In Judaism , pastoral care is mainly exercised by the rabbi . Its function is primarily the teaching of the Torah and the conduct of church services together with the Chasan (cantor) as well as the sermon . His tasks also include pastoral care for individual people through visits to the sick, bereavement support, care for the elderly and support in life crises, the implementation of weddings and funerals .

Islam

The term “pastoral care” is unknown in Islam and there are hardly any professional Muslim pastors. However, the fields of activity associated with this in other religions also play a role there. Every devout Muslim is empowered and called by God to take on social and spiritual responsibility towards his fellow human beings, so that caring for the soul, both individually and socially, is part of everyday Islamic life. Social engagement, neighborhood care, relatives, visiting the sick and caring for the elderly are firmly anchored in the history and everyday practice of the Muslim community. They form the basis for an Islamic pastoral care concept, which also includes diakonia and liturgy , which according to the sociologist and theologian Cemil Şahinöz must be part of Islamic pastoral care. In Central Europe, there is an increased need for trained Muslim pastors, as there is a demand for institutionalized and professionalized competence in hospitals and prisons, in emergency pastoral care and also in community pastoral care.

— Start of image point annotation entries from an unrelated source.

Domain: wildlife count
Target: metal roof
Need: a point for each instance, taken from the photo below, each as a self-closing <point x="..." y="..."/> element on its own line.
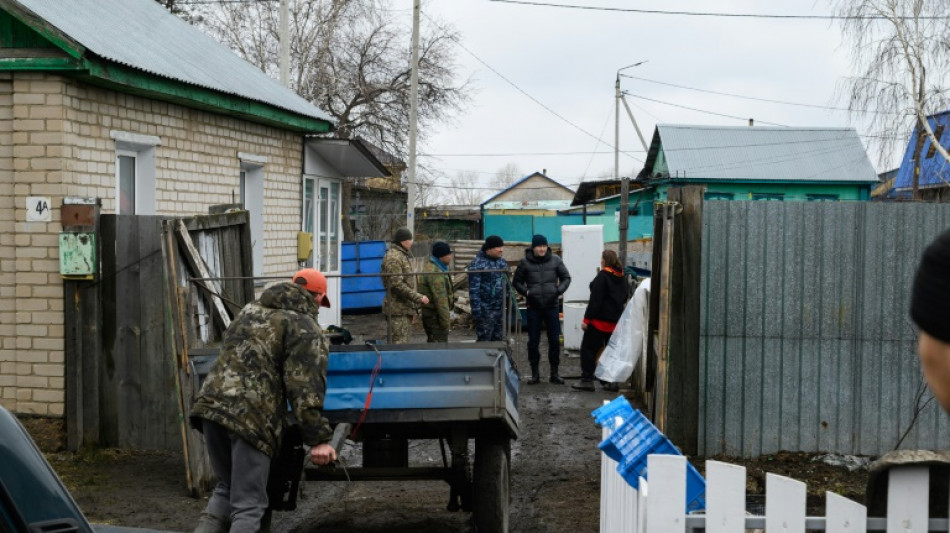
<point x="522" y="180"/>
<point x="142" y="35"/>
<point x="934" y="169"/>
<point x="761" y="154"/>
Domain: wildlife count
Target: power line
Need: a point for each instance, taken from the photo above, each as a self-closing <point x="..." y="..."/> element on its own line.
<point x="516" y="154"/>
<point x="701" y="110"/>
<point x="715" y="14"/>
<point x="743" y="97"/>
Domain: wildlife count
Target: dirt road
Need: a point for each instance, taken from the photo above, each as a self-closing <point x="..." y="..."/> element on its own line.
<point x="555" y="474"/>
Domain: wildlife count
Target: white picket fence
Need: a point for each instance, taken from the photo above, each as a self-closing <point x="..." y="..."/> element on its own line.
<point x="660" y="507"/>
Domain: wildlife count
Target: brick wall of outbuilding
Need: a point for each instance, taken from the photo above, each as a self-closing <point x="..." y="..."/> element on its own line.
<point x="55" y="142"/>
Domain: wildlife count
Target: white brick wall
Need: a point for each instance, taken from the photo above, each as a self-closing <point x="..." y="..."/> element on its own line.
<point x="55" y="141"/>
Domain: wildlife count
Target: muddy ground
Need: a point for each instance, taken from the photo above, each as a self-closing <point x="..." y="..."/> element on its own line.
<point x="555" y="473"/>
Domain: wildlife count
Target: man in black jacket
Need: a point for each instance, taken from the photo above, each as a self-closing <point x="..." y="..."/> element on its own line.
<point x="542" y="278"/>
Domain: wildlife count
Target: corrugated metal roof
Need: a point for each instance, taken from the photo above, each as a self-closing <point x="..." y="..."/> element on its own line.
<point x="934" y="170"/>
<point x="763" y="153"/>
<point x="143" y="35"/>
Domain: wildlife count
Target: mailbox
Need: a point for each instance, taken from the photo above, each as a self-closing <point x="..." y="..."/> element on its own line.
<point x="77" y="255"/>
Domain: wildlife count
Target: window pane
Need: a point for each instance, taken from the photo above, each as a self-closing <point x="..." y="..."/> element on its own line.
<point x="334" y="242"/>
<point x="308" y="205"/>
<point x="126" y="201"/>
<point x="324" y="225"/>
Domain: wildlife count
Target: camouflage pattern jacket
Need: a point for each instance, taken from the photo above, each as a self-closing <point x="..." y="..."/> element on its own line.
<point x="438" y="287"/>
<point x="274" y="352"/>
<point x="487" y="289"/>
<point x="401" y="295"/>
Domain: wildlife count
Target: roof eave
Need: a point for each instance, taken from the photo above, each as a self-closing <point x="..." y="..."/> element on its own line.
<point x="134" y="81"/>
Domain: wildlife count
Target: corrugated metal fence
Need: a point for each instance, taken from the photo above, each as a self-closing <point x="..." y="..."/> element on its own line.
<point x="805" y="339"/>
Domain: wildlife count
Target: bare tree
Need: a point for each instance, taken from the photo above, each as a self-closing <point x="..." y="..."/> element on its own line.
<point x="506" y="176"/>
<point x="463" y="189"/>
<point x="349" y="58"/>
<point x="901" y="50"/>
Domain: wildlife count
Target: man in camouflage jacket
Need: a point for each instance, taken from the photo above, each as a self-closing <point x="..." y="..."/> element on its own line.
<point x="402" y="299"/>
<point x="274" y="355"/>
<point x="437" y="286"/>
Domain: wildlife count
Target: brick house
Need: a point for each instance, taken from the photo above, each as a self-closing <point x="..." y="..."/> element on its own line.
<point x="121" y="101"/>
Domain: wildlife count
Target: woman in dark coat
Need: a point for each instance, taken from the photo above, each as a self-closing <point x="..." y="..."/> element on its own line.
<point x="608" y="294"/>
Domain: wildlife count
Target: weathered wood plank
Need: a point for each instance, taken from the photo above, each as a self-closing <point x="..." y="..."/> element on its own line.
<point x="109" y="383"/>
<point x="129" y="364"/>
<point x="784" y="504"/>
<point x="725" y="506"/>
<point x="667" y="474"/>
<point x="196" y="262"/>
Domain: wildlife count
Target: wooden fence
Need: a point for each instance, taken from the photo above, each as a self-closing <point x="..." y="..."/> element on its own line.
<point x="659" y="506"/>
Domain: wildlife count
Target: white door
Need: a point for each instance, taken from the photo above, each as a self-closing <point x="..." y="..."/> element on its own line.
<point x="321" y="218"/>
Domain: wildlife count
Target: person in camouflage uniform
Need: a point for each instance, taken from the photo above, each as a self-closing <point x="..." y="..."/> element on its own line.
<point x="438" y="288"/>
<point x="274" y="355"/>
<point x="488" y="290"/>
<point x="402" y="299"/>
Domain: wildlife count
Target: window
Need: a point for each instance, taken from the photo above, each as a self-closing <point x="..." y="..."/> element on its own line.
<point x="125" y="170"/>
<point x="938" y="133"/>
<point x="134" y="173"/>
<point x="251" y="193"/>
<point x="767" y="196"/>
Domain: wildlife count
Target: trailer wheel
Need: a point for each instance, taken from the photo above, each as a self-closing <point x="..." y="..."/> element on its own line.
<point x="492" y="484"/>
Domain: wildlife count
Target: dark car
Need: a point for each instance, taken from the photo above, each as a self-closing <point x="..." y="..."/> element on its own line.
<point x="32" y="498"/>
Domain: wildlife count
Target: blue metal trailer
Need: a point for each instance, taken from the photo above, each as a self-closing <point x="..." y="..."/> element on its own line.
<point x="453" y="392"/>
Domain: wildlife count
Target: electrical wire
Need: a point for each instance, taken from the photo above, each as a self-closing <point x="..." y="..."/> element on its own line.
<point x="830" y="108"/>
<point x="714" y="14"/>
<point x="700" y="110"/>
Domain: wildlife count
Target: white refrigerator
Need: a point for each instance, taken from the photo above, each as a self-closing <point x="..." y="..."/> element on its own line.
<point x="581" y="247"/>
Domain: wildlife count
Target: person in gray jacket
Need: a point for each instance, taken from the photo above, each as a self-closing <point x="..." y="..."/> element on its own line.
<point x="542" y="278"/>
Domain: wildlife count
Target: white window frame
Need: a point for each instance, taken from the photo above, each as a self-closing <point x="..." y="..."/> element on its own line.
<point x="252" y="195"/>
<point x="142" y="148"/>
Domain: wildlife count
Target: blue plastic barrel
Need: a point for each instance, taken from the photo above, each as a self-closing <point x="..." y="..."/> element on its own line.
<point x="363" y="293"/>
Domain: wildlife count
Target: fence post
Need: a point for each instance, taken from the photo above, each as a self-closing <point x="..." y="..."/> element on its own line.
<point x="784" y="504"/>
<point x="844" y="515"/>
<point x="666" y="511"/>
<point x="725" y="499"/>
<point x="908" y="495"/>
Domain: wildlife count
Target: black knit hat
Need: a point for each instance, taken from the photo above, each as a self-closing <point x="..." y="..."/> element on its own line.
<point x="441" y="249"/>
<point x="493" y="241"/>
<point x="930" y="298"/>
<point x="402" y="234"/>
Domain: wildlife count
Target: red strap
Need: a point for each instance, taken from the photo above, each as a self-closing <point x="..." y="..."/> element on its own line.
<point x="369" y="395"/>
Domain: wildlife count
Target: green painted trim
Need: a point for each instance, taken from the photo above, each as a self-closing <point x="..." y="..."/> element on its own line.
<point x="668" y="181"/>
<point x="40" y="63"/>
<point x="24" y="22"/>
<point x="133" y="81"/>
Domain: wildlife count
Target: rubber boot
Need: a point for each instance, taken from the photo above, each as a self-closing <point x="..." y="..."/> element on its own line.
<point x="211" y="523"/>
<point x="535" y="376"/>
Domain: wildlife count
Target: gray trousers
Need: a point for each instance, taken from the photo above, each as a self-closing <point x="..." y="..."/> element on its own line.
<point x="242" y="470"/>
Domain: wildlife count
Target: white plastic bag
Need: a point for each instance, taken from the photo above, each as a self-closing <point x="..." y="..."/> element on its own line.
<point x="626" y="343"/>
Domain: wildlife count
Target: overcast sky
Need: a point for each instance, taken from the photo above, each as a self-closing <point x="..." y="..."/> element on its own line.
<point x="567" y="60"/>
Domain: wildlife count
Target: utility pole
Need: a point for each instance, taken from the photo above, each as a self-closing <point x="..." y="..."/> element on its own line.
<point x="413" y="118"/>
<point x="285" y="43"/>
<point x="625" y="181"/>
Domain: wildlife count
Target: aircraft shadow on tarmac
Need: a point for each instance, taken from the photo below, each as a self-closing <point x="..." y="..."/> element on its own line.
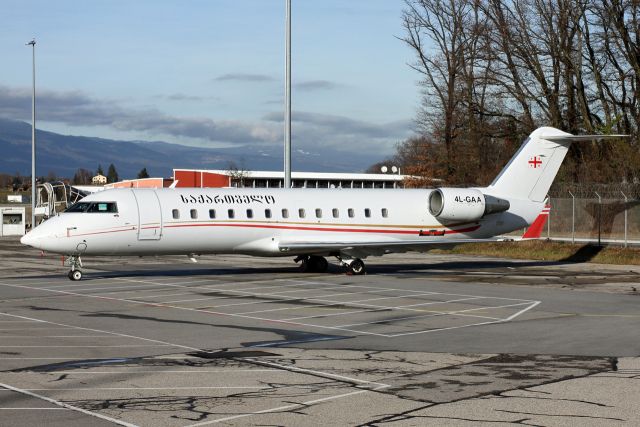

The main bearers of Islamic pastoral care are the imam as the most important contact person, as well as the community and the family. These need support from people who are suitable and qualified for Islamic pastoral care.

Fields of application for pastors

See also

literature

  • Heribert Hallermann , pastoral care worker - a protected term? Church law clarifications, in: Lebendige Seelsorge 55 (2004), Heft 3, 210–214.
  • Cemil Şahinöz: Pastoral Care in Islam. Theory and Practice in Germany. Springer Fachmedien Wiesbaden GmbH, Wiesbaden 2018, 978-3-658-22135-5 (Dissertation, Bielefeld 2018)
  • Elisabeth Schieffer: Pastor . In: Walter Kasper (Ed.): Lexicon for Theology and Church . 3. Edition. tape 9 . Herder, Freiburg im Breisgau 2000, Sp. 390 f .
  • Georg Wenz, Talat Kamran (ed.): Pastoral care and Islam in Germany. Developments, challenges and opportunities. Speyer 2012 (152 pages)

Web links

Wiktionary: Pastor  - explanations of meanings, word origins, synonyms, translations

Individual evidence

  1. ekd.de: Pastoral care areas , accessed on May 27, 2020.
  2. German text ; Latin text
  3. Elisabeth Schieffer: Pastor . In: Walter Kasper (Ed.): Lexicon for Theology and Church . 3. Edition. tape 9 . Herder, Freiburg im Breisgau 2000, Sp. 390 f .
  4. vatican.va: Lumen gentium
  5. liberale-juden.de: Function and Authority of the Rabbi , accessed on May 27, 2020.
  6. mannheimer-institut.de: pastoral care and Islam in Germany. Developments, challenges and opportunities , accessed on May 27, 2020.
  7. ^ Cemil Şahinöz: Pastoral care in Islam. Theory and Practice in Germany. Wiesbaden GmbH, Wiesbaden 2018, pp. 185f. [1]
  8. islam.de: Pastoral Care , accessed on May 27, 2020.